И все же, не теряя надежды, Цент решил провести контрольный тест. Без предупреждения и объективных на то причин он вдруг скорчил чудовищно свирепую гримасу и зарычал как лютый зверь. После этого все стало ясно окончательно. Народ шарахнулся от него как от оголенного провода, какая-то слабонервная самка произвела на свет пронзительный визг, а хромой проводник подкатил глаза, зашатался и рухнул на грязный пол.

– Лохи, – тоскливо констатировал Цент. Надежда найти конкретных пацанов, сколотить братву и знаться серьезным делом, таяла на глазах.

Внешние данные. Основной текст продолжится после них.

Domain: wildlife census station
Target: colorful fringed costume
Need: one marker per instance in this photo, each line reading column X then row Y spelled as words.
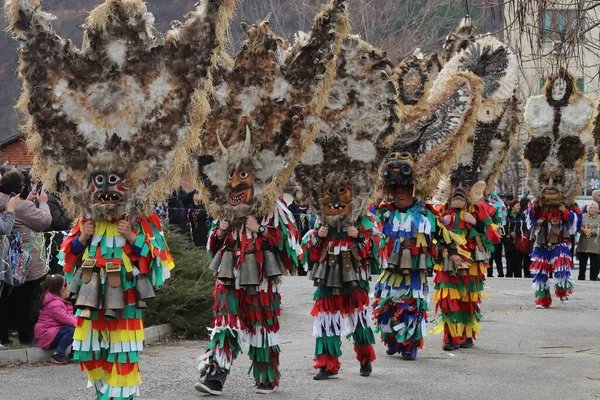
column 459, row 288
column 265, row 115
column 248, row 308
column 551, row 255
column 115, row 122
column 402, row 292
column 554, row 157
column 108, row 348
column 341, row 268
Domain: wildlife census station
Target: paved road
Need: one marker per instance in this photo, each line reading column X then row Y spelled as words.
column 522, row 353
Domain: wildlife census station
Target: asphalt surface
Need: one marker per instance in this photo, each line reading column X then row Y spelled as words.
column 522, row 353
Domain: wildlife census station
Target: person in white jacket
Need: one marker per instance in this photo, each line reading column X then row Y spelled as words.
column 30, row 220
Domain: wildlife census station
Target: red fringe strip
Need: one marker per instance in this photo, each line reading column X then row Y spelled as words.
column 365, row 353
column 331, row 364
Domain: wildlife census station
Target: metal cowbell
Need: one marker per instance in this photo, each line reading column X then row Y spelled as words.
column 74, row 284
column 89, row 293
column 143, row 287
column 226, row 267
column 249, row 271
column 271, row 266
column 348, row 271
column 406, row 261
column 216, row 261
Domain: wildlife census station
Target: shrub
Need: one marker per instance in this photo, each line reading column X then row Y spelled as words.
column 185, row 300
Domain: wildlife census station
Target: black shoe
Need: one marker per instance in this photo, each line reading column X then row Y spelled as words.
column 366, row 369
column 450, row 347
column 323, row 374
column 264, row 389
column 58, row 359
column 211, row 387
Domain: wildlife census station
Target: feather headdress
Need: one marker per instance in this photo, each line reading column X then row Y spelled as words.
column 122, row 111
column 338, row 173
column 427, row 143
column 555, row 154
column 264, row 115
column 415, row 76
column 484, row 154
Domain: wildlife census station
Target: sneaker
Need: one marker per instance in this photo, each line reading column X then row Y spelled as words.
column 211, row 387
column 58, row 359
column 323, row 374
column 366, row 369
column 264, row 389
column 450, row 347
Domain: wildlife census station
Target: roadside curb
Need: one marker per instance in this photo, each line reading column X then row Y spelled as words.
column 30, row 355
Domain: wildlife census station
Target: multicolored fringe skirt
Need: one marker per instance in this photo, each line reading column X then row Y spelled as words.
column 457, row 300
column 556, row 260
column 240, row 317
column 109, row 351
column 346, row 313
column 400, row 310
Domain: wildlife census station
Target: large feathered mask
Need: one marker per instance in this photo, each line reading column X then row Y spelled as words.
column 481, row 159
column 555, row 154
column 115, row 119
column 339, row 172
column 427, row 143
column 264, row 115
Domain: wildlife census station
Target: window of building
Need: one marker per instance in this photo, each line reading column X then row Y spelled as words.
column 556, row 23
column 580, row 84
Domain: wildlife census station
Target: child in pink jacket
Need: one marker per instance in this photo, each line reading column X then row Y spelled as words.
column 56, row 325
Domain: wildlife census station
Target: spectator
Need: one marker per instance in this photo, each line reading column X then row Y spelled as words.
column 6, row 225
column 497, row 253
column 595, row 197
column 525, row 203
column 515, row 227
column 60, row 222
column 299, row 209
column 29, row 222
column 589, row 245
column 56, row 326
column 177, row 213
column 197, row 219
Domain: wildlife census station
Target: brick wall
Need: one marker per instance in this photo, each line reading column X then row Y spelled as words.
column 16, row 152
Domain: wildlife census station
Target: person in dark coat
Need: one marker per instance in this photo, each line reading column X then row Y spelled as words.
column 515, row 227
column 198, row 220
column 299, row 209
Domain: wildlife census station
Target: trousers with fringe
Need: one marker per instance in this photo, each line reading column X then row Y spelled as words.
column 330, row 311
column 241, row 316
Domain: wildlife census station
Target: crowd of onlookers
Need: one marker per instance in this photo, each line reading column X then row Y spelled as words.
column 517, row 243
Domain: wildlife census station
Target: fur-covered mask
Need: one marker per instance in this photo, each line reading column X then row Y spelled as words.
column 425, row 148
column 262, row 113
column 107, row 186
column 339, row 171
column 555, row 154
column 498, row 119
column 127, row 98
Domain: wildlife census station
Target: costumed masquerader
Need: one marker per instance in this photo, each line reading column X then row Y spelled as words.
column 111, row 121
column 338, row 175
column 264, row 117
column 465, row 207
column 433, row 128
column 554, row 157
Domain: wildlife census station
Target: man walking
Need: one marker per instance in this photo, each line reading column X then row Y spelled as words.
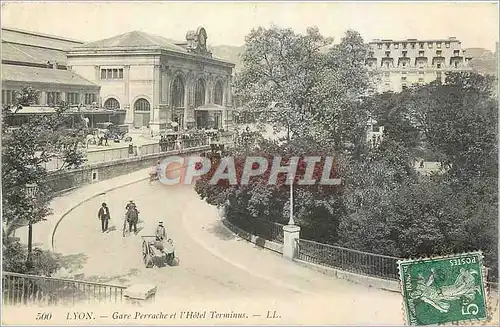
column 104, row 216
column 132, row 218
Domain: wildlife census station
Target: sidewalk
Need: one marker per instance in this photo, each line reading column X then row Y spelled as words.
column 42, row 232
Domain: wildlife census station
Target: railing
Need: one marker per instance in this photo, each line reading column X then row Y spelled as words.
column 112, row 154
column 269, row 230
column 355, row 261
column 20, row 289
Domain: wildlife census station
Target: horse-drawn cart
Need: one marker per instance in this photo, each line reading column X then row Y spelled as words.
column 159, row 253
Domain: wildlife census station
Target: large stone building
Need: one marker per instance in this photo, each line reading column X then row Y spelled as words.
column 397, row 64
column 159, row 82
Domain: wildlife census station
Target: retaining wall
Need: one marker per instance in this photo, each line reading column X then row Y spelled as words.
column 62, row 181
column 389, row 285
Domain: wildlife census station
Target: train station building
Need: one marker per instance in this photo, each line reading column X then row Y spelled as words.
column 146, row 81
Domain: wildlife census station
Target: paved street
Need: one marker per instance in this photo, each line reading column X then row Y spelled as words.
column 214, row 264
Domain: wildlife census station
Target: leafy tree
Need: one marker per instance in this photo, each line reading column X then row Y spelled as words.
column 302, row 85
column 25, row 151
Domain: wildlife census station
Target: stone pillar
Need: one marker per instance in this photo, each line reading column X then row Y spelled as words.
column 139, row 294
column 165, row 94
column 154, row 120
column 291, row 235
column 43, row 98
column 97, row 70
column 129, row 115
column 208, row 87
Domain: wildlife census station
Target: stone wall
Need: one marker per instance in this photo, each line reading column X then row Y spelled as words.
column 66, row 180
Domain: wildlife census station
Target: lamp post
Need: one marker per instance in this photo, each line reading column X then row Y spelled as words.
column 290, row 220
column 31, row 191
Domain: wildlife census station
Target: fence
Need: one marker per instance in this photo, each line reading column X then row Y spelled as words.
column 20, row 289
column 354, row 261
column 269, row 230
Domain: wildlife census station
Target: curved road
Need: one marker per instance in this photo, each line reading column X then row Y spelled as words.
column 215, row 265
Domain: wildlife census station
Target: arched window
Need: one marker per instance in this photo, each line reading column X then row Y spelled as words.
column 199, row 96
column 218, row 93
column 178, row 92
column 111, row 103
column 142, row 105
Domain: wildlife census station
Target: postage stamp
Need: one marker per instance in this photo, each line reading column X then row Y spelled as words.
column 444, row 289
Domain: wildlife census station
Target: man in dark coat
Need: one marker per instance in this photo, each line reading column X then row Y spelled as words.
column 132, row 218
column 104, row 216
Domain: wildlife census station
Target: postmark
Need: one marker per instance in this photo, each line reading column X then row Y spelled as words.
column 441, row 290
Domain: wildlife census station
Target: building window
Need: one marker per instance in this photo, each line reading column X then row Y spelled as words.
column 8, row 96
column 178, row 92
column 199, row 96
column 218, row 93
column 73, row 98
column 142, row 105
column 112, row 104
column 114, row 73
column 90, row 98
column 53, row 98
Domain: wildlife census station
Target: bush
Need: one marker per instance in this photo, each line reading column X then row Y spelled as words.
column 45, row 263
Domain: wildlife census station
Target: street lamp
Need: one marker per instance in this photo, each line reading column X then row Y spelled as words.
column 31, row 191
column 290, row 220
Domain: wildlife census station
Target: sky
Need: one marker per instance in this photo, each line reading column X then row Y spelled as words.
column 227, row 23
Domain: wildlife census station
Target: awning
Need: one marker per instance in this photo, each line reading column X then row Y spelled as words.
column 210, row 107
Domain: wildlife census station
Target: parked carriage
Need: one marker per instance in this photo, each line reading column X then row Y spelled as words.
column 151, row 255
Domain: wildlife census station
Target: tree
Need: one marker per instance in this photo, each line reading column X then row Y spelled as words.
column 302, row 85
column 26, row 149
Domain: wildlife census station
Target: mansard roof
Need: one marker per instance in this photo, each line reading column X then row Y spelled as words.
column 134, row 39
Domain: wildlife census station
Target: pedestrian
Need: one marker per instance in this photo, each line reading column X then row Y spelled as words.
column 161, row 235
column 104, row 216
column 132, row 218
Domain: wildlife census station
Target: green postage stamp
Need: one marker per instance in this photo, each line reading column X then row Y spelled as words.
column 444, row 289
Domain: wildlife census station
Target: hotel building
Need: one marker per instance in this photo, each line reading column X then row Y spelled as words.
column 396, row 65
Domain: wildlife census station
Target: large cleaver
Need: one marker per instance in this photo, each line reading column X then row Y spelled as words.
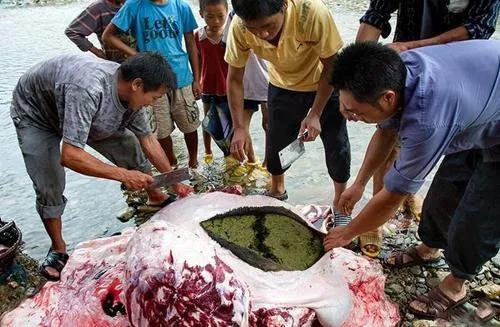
column 171, row 177
column 292, row 152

– Кто у вас тут главный? – спросил Цент, серым волком оглядывая агнцев. Вперед нехотя вышел паренек лет двадцати с небольшим. Одет он был в некогда белую, а ныне желто-коричневую рубаху и черные брюки. Приглядевшись, Цент обнаружил еще несколько юношей и девушек, одетых аналогичным образом. Попытка вспомнить, где он уже видел людей в подобной униформе, увенчалась успехом. В магазине электроники, куда они с Анфиской ездили за новым телевизором. Эти продавцы-консультанты так достали Цента своими предложениями помочь и подсказать, что он едва не сорвался. С тех пор затаил на них злобу. На них, и еще на многих.

– Могу я вам чем-нибудь помочь? – спросил паренек, явно робея перед огромным, с ног до головы вооруженным, гостем.

– Ты главный? – спросил Цент.

– Ну, у нас тут еще как бы главного нет….

– Теперь есть, – обрадовал коллектив Цент, и всучил услужливому юноше свою лопату. – Почисть и наточи. Затупилась об вурдалаков. Так, где тут у вас столовая?

– Столовая?

– Ну, где вся еда? Я голоден. И бабу мне.

– Бабу?

Цент обрушил на паренька взгляд, невыносимый своей тяжестью, и проронил:

– Ты глухой?

– Нет…. Я просто….

– Если нет, то исполняй. Так, ты, иди-ка сюда.

Перст Цента указал на тощую девицу в толпе. Та попыталась спрятаться за спины непричастных, но Цент, ярясь, шагнул вперед и грубо вытащил ее за руку, без труда игнорируя болезненные вопли. Однажды он уже совершил роковую ошибку в общении со слабым полом, результатом чему явилась обнаглевшая, страх потерявшая и хозяйкой в доме себя возомнившая Анфиска. Повторно дегустировать те же грабли Цент не желал. На то он и жизненный опыт, чтобы учиться и умнеть.